Asked by Senate IP Subcommittee Chair Thom Tillis (R-NC) whether she could understand the argument that “resisting any change seems to only benefit a segment that’s done really well at the expense of an entire population,” and whether she could see any path for striking a balance for revising and modernizing section 512, Rives replied that online service providers like Patreon, Bandcamp, Etsy, Redbubbleand Tumblr have already created new avenues for creators, paying out billions, and none of them could have existed but for the DMCA.
Meredith Rose of Public Knowledge was concerned about the effects of other legislative changes, like the end of net neutrality laws, that make it possible to slow down or cut off broadband access, on average users. “This is not about content versus tech,” Rose said. “It’s about 229 million American adults who use the internet to pay bills, to learn, to work, to socialize, to receive healthcare, but they are missing from the copyright section 512 report and too often missing from this debate.”
Rose said that three of the major problems from a user perspective are bad DMCA notices, shortcomings in algorithmic enforcement, and the inappropriateness of giving private third parties the power to remove a family’s access to broadband.
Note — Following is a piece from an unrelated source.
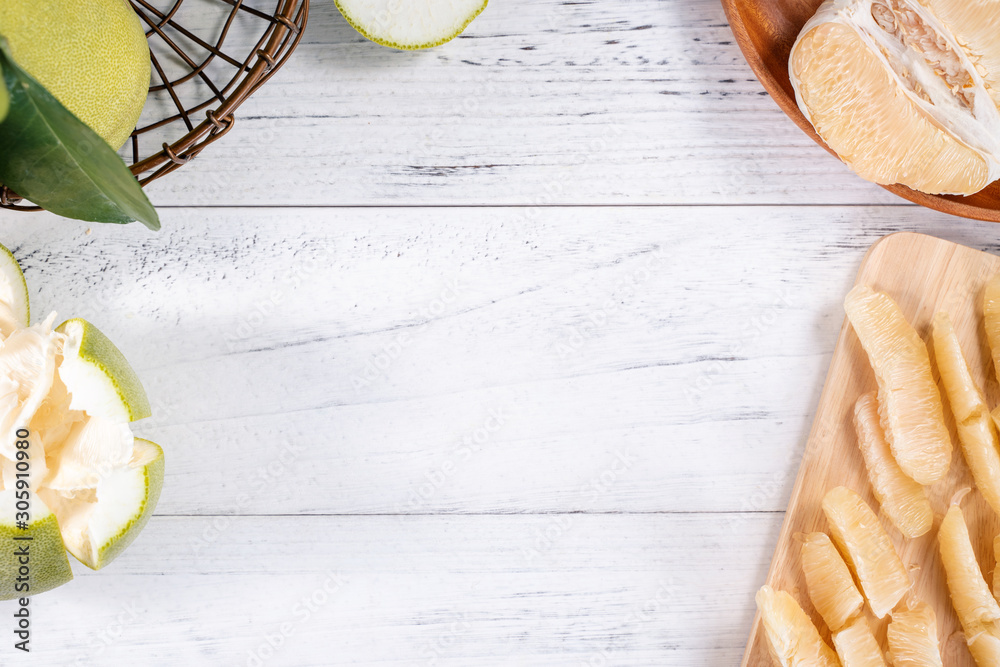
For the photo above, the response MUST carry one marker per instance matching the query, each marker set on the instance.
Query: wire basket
(197, 83)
She cited a study showing that “after examining a set of over 108 million takedown requests, researchers concluded that approximately 30% of the requests were ‘potentially problematic’ and that 4.5 million of those requests were ‘fundamentally flawed.’” She added: “Asking for greater power and fewer safeguards is akin to discarding a tank and asking for a nuke.”
Summing up, Tillis said that the hearing had reinforced what he said at the beginning of the day—that it’s necessary to “acknowledge the realities of the scale we’ve experienced today which is orders of magnitude beyond what the DMCA could have possibly anticipated” in order to create a “path forward that allows copyright owners to flag pirated content, have it quickly taken down and for it to stay down” but also that it doesn’t burden businesses or individual consumers. “I’m not sure what that looks like at the moment but that’s something I’m going to be working on with my colleague and Ranking Member Senator Coons, and our staff will keep moving forward toward our December DMCA reform discussion draft.”